En España, la Restauración con mayúscula y por antonomasia es la borbónica. Ignoro si los libros de historia de nuestro Bachillerato siguen hablando de ella, si bien me figuro que algo dirán de sus venturas y desventuras –más de las segundas, sin duda, aunque sólo sea porque entre los autores de esos manuales y los profesores que se sirven de ellos para impartir la materia suelen pesar más las afinidades republicanas que las monárquicas–. En todo caso, estoy convencido de que España necesita como agua de mayo una nueva Restauración. Por supuesto, el objeto no sería ya la vuelta de la monarquía; esta ya volvió –felizmente– tras la muerte del dictador, y sus pasos y sus logros, empezando por la Constitución de 1978, han contado siempre con el refrendo de una gran mayoría de los españoles. En aquel entonces, más que de “restauración” se habló de “transición hacia la democracia”, pero esta transición –como nadie que lo viviera o lo haya estudiado en lo sucesivo puede negarlo sin faltar a la verdad– consistió en la restauración de un régimen de libertades del que el país llevaba décadas privado. (Más incluso: en la restauración y en la mejora de lo conocido hasta aquella fecha.)

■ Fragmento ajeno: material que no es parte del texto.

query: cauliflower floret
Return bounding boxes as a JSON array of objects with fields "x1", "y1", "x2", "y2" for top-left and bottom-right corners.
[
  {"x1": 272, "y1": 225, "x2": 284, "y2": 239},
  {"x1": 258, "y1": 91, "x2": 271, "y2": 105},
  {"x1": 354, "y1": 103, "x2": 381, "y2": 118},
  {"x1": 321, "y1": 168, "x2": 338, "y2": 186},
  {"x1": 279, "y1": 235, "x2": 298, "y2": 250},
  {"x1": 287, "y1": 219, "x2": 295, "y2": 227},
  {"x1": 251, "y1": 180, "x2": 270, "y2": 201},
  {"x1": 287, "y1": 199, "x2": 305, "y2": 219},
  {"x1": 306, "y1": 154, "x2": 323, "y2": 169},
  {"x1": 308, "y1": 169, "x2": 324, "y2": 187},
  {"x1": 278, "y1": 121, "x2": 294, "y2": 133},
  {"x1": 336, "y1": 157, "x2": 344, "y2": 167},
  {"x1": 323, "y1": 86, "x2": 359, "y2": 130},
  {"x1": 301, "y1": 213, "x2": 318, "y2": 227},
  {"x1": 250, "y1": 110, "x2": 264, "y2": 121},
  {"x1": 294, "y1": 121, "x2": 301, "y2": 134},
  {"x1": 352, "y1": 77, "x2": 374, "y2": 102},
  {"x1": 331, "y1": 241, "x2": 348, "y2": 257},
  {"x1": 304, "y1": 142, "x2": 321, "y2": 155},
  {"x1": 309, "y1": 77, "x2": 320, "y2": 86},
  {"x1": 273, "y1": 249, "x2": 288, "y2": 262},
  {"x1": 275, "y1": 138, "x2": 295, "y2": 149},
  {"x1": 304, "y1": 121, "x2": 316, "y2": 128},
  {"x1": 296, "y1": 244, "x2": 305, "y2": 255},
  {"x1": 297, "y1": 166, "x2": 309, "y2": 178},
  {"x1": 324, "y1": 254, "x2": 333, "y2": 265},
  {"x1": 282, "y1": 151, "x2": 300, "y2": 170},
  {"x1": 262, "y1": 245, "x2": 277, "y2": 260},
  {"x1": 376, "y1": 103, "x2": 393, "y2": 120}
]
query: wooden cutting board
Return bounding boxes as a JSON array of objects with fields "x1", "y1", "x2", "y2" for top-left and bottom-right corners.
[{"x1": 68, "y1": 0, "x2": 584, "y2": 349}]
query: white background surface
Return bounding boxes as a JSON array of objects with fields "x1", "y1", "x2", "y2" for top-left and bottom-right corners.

En sus Memorias de ultratumba Chateaubriand asociaba la Restauración monárquica que siguió al Imperio napoleónico al “principio fijo” de la libertad. (Al Imperio lo identificaba con la fuerza y a la República que le precedió, con la igualdad.) Más allá de las características que pudiera tener esa libertad de hace más de dos siglos tras los estragos de todo tipo causados por la Revolución, lo importante es que se trataba de una libertad regulada. Que no existía, dicho de otro modo, en contra ni al margen de la ley. Hace unos días, y a propósito de los indultos, Fernando Savater lo recordaba con inmejorables palabras en un artículo publicado en El País (“Indulgencia plenaria”, 23-6-2021): “Lo que fomenta la convivencia democrática es el respeto y el temor a la norma compartida: vivir en democracia es no tener que obedecer los caprichos de nadie sino solamente lo establecido por la Ley”. Y esta es, a mi modo de ver, la Restauración que este país necesita a día de hoy de forma apremiante.

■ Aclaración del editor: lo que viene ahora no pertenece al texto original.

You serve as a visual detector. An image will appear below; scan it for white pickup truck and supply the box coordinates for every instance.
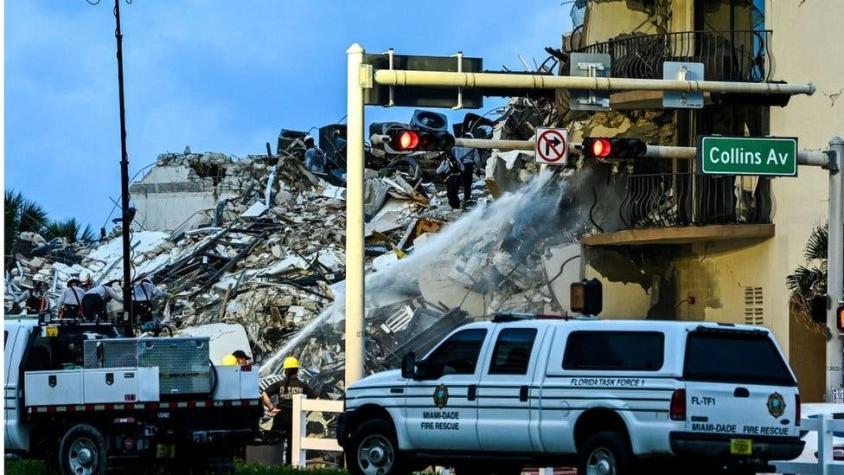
[337,317,805,475]
[4,316,262,474]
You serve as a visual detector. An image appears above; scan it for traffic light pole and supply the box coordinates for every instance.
[454,137,830,165]
[827,137,844,403]
[345,44,366,387]
[344,43,818,387]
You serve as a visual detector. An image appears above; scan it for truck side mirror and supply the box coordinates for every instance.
[401,352,416,379]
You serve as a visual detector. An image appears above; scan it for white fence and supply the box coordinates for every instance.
[288,396,563,473]
[290,395,344,467]
[774,414,844,475]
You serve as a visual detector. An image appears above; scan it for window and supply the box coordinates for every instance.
[684,330,795,386]
[489,328,537,375]
[423,329,487,376]
[563,331,664,371]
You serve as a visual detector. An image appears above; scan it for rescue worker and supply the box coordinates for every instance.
[456,137,476,206]
[56,278,85,318]
[82,281,123,321]
[260,356,315,464]
[436,152,464,209]
[233,350,251,366]
[80,272,93,291]
[303,135,326,174]
[132,277,166,323]
[12,278,48,314]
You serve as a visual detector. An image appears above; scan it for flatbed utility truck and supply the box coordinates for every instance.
[4,315,262,474]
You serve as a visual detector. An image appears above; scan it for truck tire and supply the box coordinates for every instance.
[578,431,632,475]
[346,418,408,475]
[58,424,107,475]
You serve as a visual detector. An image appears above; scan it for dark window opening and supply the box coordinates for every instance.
[563,331,665,371]
[684,331,795,386]
[489,328,537,375]
[423,329,487,376]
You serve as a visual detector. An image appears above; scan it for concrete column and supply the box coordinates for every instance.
[345,44,366,387]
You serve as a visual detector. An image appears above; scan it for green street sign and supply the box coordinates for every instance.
[697,136,798,177]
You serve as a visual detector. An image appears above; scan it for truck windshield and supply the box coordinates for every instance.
[684,331,796,386]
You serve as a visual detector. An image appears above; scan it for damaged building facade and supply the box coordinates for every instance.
[559,0,844,402]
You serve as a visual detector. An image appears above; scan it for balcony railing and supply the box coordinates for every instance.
[576,30,773,82]
[619,173,774,229]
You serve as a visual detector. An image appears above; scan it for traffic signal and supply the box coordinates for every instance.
[837,304,844,331]
[581,137,647,160]
[372,126,455,154]
[811,295,829,325]
[570,279,603,316]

En lo que va de siglo –y, en concreto, desde la llegada al poder de José Luis Rodríguez Zapatero– ha crecido en España la sensación de impunidad. Y lo que es más grave: junto a la sensación, la impunidad misma. Por supuesto, gran parte de la culpa la tiene la incapacidad de los sucesivos gobiernos de España de plantar cara a los constantes quebrantamientos llevados a cabo por los nacionalismos y, en especial, por el catalán, con su desafío al orden constitucional mediante un golpe de Estado, su imposición de una lengua autonómica en la escuela y las instituciones en detrimento de nuestra lengua común, o su empecinamiento en desobedecer las sentencias de los tribunales, sean estos de Cuentas o de otra índole. Pero no sólo las fechorías del nacionalismo han quedado impunes.

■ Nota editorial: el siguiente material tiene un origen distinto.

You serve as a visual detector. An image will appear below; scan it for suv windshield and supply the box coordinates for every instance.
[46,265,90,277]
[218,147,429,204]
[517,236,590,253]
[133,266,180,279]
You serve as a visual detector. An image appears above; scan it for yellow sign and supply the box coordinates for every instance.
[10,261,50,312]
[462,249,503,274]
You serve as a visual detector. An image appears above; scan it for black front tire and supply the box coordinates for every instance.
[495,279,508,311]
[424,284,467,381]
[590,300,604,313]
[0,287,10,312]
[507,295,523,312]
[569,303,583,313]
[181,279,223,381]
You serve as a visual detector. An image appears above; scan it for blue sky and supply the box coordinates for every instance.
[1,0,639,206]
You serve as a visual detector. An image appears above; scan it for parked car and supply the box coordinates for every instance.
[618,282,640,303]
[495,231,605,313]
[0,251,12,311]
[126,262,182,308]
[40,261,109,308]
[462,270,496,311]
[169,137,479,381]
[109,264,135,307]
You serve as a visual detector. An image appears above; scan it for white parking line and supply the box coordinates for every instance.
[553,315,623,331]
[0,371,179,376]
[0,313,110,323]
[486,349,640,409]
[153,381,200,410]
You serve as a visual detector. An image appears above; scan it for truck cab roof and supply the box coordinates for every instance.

Por poner un ejemplo: aquel “respeto y temor por la norma compartida” a que aludía Savater también ha caído en barrena en lo referente al derecho a la propiedad, sistemáticamente conculcado con la ocupación no penalizada de viviendas. Y acaso lo más trascendente no sean ya los propios hechos en sí, sino la manera sutil de afianzarse en la mentalidad de las generaciones más jóvenes el desprecio por cualquier tipo de norma. Las últimas reformas introducidas en el sistema educativo español, donde la disciplina y la autoridad del profesor vienen sufriendo desde la promulgación de la Logse un desgaste palmario, no hacen sino reforzar ese desprecio. ¿Cómo van a sentir nuestros niños y jóvenes una motivación cualquiera para el esfuerzo, un respeto o un temor por el fruto de su trabajo, si pueden progresar adecuadamente en sus estudios obligatorios y postobligatorios aun cuando su expediente académico esté sembrado de suspensos?
Es esta, en suma, la Restauración que urge, la que debe devolver a los ciudadanos españoles la confianza en el Estado de derecho y en cuanto conlleva. Por desgracia, no está en las manos del presente Gobierno garantizarla. Al contrario, su gobernanza no hará más que agrietar los pilares de nuestro edificio constitucional. Pero hasta que las urnas nos permitan cambiar dicho estado de cosas, nos corresponde combatir la erosión pasada y presente con la fuerza de las palabras y los hechos.